007 mit seiner weichen Nase.

Erst mit der Unabhängigkeit der Staaten Südamerikas erkannte man erneut den Wert des Alpakas. Die Zucht wurde wieder aufgenommen und die Wolle in alle Welt exportiert. Heute gibt es etwa 3,5 Millionen Alpakas, vorwiegend im südlichen Peru, dem westlichen Bolivien und Chile.

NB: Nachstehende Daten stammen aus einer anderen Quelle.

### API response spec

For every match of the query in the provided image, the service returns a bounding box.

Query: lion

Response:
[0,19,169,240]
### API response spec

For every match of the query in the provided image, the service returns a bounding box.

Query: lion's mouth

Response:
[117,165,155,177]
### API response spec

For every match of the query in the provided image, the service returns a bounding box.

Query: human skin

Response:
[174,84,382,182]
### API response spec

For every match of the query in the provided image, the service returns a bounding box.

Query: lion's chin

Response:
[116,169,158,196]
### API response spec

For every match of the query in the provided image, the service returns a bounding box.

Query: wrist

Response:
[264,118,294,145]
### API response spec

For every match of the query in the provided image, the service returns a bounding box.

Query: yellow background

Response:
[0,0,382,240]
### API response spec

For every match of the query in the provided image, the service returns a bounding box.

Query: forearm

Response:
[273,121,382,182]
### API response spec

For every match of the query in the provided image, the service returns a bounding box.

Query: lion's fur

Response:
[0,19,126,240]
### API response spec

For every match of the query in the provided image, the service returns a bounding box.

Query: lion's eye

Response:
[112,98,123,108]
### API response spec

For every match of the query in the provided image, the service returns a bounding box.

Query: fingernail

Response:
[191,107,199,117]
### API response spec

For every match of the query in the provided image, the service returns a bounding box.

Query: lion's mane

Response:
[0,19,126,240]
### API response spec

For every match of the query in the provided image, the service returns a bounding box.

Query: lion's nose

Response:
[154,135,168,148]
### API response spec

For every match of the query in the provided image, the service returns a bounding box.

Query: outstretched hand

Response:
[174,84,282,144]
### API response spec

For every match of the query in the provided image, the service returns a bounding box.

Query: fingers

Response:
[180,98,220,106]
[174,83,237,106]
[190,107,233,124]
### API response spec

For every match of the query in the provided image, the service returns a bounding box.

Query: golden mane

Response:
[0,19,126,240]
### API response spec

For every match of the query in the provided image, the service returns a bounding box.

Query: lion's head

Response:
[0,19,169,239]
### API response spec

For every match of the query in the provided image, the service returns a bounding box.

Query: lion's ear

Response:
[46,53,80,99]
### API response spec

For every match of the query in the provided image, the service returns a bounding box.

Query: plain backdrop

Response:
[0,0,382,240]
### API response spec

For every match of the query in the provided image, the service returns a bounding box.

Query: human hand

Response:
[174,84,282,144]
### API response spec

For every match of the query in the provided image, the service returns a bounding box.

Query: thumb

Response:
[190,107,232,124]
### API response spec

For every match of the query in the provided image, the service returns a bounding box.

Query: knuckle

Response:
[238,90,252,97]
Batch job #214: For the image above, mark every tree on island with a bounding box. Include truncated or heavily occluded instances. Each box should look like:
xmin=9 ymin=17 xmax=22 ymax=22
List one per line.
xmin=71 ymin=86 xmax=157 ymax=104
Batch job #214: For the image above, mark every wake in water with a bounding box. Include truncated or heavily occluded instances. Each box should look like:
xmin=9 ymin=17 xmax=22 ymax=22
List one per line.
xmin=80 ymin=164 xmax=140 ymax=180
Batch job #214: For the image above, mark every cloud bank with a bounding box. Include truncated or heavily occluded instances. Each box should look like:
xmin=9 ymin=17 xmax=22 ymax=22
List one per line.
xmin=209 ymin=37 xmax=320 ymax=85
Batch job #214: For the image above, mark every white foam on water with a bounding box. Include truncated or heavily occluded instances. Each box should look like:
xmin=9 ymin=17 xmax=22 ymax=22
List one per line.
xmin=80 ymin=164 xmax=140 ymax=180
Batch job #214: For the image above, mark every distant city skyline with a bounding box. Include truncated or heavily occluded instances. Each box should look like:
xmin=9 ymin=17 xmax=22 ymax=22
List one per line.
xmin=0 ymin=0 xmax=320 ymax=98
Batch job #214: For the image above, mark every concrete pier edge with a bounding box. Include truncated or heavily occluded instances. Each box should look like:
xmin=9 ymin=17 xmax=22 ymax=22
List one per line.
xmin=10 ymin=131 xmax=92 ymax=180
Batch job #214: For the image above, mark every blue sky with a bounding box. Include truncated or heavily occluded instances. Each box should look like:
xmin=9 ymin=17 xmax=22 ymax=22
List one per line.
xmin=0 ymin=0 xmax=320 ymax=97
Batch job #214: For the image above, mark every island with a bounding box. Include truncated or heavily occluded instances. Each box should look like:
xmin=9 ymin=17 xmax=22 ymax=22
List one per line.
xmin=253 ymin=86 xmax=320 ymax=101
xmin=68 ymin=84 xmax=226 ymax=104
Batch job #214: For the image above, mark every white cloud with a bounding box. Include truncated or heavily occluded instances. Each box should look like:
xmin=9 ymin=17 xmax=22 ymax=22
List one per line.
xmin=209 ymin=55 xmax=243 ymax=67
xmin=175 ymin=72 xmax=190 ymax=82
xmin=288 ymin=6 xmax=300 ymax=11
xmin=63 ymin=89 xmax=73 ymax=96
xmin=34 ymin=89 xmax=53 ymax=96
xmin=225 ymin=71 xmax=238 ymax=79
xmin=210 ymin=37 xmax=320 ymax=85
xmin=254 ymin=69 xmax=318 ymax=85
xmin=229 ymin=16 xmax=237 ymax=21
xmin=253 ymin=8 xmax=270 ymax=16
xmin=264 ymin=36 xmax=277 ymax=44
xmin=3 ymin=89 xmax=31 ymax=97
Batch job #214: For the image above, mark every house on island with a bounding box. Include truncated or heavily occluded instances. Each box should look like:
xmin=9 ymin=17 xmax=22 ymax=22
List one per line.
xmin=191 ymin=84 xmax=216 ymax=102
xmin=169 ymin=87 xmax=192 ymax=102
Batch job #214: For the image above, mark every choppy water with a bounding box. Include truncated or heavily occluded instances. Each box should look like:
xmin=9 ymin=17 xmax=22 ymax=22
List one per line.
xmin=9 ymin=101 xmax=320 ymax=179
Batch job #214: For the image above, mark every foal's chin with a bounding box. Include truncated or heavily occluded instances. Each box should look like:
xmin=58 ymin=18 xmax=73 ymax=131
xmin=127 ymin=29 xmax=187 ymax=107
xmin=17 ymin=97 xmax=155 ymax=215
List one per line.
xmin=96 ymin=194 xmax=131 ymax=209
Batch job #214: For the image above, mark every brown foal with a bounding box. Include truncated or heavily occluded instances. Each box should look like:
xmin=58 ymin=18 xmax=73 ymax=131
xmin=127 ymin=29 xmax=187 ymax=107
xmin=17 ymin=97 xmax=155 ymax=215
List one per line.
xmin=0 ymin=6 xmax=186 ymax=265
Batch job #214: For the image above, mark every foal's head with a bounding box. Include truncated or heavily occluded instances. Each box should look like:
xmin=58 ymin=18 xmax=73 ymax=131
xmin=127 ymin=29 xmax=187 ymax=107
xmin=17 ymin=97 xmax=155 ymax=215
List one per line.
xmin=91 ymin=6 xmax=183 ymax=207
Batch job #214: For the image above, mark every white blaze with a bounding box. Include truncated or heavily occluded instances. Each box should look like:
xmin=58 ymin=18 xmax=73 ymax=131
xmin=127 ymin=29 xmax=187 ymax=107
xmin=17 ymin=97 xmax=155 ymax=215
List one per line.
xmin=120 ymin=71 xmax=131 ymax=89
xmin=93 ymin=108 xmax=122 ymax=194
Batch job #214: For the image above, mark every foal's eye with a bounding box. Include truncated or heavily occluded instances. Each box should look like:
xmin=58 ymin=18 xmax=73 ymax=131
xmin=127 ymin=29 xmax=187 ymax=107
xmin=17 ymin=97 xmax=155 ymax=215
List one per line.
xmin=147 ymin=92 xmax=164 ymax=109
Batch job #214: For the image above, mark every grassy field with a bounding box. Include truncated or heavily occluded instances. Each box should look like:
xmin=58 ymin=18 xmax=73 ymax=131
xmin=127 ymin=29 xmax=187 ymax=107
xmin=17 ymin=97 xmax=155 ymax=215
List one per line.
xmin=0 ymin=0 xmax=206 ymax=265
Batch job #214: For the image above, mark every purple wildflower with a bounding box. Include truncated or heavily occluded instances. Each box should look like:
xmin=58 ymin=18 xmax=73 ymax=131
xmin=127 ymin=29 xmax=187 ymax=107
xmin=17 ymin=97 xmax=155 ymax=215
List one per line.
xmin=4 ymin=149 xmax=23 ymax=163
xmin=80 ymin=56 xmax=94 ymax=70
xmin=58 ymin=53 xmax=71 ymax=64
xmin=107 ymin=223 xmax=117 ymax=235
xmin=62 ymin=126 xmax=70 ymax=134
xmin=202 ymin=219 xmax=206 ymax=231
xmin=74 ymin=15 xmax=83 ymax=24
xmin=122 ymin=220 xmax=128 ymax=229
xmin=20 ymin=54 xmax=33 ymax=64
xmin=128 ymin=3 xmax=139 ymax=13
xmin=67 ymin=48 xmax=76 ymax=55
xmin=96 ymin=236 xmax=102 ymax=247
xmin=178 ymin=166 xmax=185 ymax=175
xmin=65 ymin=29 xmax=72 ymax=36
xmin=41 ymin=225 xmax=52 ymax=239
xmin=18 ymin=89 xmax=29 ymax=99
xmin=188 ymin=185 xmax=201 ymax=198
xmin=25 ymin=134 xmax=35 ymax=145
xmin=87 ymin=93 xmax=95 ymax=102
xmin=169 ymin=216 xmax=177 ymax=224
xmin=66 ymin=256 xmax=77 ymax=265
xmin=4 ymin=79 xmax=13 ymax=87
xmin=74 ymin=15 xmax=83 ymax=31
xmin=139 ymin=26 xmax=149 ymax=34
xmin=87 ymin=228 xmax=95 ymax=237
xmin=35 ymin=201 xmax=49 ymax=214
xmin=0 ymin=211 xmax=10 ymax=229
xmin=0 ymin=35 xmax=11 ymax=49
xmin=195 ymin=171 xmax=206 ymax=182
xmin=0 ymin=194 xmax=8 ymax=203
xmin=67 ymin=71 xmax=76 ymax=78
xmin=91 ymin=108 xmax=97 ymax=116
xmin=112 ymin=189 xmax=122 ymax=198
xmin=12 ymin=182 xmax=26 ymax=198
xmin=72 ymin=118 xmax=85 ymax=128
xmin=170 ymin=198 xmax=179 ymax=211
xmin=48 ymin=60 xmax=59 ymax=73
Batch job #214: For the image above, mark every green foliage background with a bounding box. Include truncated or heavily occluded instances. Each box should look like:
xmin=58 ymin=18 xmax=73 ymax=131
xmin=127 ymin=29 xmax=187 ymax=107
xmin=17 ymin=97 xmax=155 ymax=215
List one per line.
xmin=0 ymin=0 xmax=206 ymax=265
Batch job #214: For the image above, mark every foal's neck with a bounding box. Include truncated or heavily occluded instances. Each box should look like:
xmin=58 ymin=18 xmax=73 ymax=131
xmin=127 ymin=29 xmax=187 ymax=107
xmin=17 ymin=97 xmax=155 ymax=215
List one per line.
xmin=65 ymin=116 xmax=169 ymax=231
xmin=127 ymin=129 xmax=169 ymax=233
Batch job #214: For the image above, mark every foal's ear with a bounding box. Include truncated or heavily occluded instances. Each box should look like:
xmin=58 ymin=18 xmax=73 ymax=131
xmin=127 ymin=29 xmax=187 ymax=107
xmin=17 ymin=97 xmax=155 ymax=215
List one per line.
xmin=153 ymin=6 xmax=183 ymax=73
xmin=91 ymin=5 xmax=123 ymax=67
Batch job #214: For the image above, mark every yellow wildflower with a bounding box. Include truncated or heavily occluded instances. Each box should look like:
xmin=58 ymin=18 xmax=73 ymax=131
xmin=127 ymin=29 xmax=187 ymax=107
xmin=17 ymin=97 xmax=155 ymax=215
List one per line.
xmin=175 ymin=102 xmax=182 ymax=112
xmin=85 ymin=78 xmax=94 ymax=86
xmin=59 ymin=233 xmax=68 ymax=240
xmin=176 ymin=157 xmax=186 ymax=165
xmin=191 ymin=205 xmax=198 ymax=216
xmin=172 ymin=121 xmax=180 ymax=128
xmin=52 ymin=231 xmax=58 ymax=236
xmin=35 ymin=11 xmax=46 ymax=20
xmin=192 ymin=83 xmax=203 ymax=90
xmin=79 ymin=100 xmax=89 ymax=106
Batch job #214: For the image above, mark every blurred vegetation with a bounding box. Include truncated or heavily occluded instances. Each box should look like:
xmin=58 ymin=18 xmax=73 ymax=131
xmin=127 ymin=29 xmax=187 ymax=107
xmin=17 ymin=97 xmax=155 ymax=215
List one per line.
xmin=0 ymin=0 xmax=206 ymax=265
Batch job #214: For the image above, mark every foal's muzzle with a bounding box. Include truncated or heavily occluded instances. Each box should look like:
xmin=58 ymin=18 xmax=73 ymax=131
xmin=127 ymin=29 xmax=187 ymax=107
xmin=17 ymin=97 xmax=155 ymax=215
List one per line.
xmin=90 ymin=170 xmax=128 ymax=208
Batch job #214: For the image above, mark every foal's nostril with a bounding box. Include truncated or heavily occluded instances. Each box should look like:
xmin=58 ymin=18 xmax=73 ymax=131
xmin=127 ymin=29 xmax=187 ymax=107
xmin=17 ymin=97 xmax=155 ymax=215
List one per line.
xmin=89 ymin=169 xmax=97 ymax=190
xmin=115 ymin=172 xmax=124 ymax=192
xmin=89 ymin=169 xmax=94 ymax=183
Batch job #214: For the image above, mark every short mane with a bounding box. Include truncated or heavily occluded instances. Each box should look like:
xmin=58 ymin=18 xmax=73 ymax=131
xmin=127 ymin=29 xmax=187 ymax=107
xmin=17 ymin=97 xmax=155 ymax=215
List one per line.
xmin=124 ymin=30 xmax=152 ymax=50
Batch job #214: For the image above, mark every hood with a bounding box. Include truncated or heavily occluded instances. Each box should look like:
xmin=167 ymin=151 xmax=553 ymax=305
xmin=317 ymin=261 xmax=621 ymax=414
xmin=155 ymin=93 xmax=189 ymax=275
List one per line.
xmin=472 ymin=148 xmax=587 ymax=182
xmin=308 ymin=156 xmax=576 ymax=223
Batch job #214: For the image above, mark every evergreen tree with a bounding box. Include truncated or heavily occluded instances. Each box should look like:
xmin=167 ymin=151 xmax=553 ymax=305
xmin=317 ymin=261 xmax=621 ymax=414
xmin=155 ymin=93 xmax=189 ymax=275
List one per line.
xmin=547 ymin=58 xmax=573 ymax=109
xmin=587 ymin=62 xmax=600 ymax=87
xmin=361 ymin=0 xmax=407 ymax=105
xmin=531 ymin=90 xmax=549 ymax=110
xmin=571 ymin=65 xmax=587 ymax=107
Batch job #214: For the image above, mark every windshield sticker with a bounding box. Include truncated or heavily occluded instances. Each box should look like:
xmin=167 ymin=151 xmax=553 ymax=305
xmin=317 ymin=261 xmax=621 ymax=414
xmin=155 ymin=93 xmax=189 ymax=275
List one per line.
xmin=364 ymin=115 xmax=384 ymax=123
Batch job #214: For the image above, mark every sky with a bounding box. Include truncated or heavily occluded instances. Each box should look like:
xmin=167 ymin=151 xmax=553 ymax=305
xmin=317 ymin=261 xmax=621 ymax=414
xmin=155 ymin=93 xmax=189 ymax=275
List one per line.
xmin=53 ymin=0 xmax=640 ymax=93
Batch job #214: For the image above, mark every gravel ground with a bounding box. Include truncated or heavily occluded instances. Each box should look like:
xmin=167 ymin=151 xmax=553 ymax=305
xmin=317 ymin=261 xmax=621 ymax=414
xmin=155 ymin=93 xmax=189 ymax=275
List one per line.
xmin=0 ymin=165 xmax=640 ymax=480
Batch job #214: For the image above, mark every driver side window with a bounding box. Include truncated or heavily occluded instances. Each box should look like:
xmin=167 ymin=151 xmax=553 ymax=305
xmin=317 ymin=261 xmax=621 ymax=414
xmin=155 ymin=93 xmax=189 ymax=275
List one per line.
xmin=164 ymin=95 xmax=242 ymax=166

Zottel und Diego, unsere 2 Suri Alpakas.

Auch in Europa werden zunehmend mehr Alpakas gehalten, teils als Hobby, teils zur Züchtung. Die Zuchttiere wurden anfänglich importiert, doch mittlerweile weisen die Alpakas in Europa die notwendige Qualität der Faser auf und es gibt die Tendenz, mehr auf die Stammbäume zu achten. In Deutschland gibt es derzeit etwa 2000 Tiere, in der Schweiz gab es per 2008 für 1875 Alpakas Direktzahlungen.